A family-owned Cornish business has sounded an optimistic note for the county’s tourism industry with a £4 million pound investment programme involving up to 30 new jobs at three locations.

Newquay-based Faronpark Ltd has submitted a planning application for a £1 million development project at its Lewinnick Lodge overlooking the town’s Fistral Beach.

The company wants to upgrade Lewinnick to create a boutique hotel – including ten holiday-let bedrooms and a manager’s flat – in addition to the existing bar and restaurant.

At Porthcothan near Padstow, Faronpark has just won planning permission for a £2 million scheme to rebuild its Tredrea Inn, doubling its restaurant capacity to 120 seats and creating eight letting rooms.

This scheme will provide up to 15 new jobs, taking the total staff level to 25. Lewinnick Lodge currently employs 50 people all year round and the proposed development would result in up to ten new jobs.

At the Plume of Feathers bar, restaurant and accommodation complex at Mitchell, in mid-Cornwall, Faronpark has spent over £800k in the last 11 years in restoring a business that had been badly hit by a new section of the A30 that took traffic away from the village.

Since 2000, the Plume has been built up from just three employees to its present 20, with developments including major expansion of its restaurant.
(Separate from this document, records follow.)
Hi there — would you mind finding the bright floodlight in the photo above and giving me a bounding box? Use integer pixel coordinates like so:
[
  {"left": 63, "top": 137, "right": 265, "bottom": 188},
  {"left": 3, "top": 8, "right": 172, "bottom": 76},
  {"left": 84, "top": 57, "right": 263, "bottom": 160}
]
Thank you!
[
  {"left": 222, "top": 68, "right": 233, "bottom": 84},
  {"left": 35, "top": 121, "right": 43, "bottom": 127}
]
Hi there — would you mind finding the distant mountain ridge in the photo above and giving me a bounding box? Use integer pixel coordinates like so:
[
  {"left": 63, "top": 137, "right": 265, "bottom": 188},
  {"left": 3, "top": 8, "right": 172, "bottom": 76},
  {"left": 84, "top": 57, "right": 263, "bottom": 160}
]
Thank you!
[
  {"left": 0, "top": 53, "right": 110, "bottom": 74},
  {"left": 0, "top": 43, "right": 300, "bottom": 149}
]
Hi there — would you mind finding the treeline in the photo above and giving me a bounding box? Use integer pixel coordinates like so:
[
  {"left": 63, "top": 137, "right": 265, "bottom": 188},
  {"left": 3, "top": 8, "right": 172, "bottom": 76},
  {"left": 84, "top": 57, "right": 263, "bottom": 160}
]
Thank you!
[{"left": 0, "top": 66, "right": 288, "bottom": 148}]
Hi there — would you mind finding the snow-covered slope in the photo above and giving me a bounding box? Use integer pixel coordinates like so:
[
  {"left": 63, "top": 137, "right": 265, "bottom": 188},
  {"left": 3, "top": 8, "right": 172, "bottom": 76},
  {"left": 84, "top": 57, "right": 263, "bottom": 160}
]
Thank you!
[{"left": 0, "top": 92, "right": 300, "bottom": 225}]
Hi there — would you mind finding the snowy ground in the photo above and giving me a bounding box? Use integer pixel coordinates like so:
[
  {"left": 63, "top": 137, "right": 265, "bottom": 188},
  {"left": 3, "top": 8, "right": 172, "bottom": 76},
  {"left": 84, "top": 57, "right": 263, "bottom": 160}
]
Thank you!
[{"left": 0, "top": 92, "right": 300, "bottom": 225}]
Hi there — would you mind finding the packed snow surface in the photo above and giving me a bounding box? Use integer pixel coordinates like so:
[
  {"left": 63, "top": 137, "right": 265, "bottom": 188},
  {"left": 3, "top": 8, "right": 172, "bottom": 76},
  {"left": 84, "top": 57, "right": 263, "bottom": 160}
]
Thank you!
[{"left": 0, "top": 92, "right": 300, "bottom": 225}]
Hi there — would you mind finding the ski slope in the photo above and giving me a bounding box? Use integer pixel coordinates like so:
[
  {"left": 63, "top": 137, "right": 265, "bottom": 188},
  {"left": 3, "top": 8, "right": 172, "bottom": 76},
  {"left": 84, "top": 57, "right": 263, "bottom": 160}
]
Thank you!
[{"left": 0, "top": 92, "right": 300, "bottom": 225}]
The company will shortly submit a planning application for a further £1 million investment there involving 20 holiday-let rooms, leading to five more jobs.

Faronpark managing director Peter Fair said the Newquay scheme had been prompted by dramatically changing trends in the holiday industry, with a “massive surplus” of finished and part-finished apartments in the town, together with hotel closures.

“We already have planning permission secured a number of years ago for two luxury residential apartments, but the new plan takes account of the greatly changed economic picture since then and the consequent shift in accommodation trends,” explained Fair.

“Many of the traditional elements of Newquay’s tourist industry have sadly declined, but despite the current gloomy outlook generally we for one are prepared to back our faith in the resort’s future with this major investment.”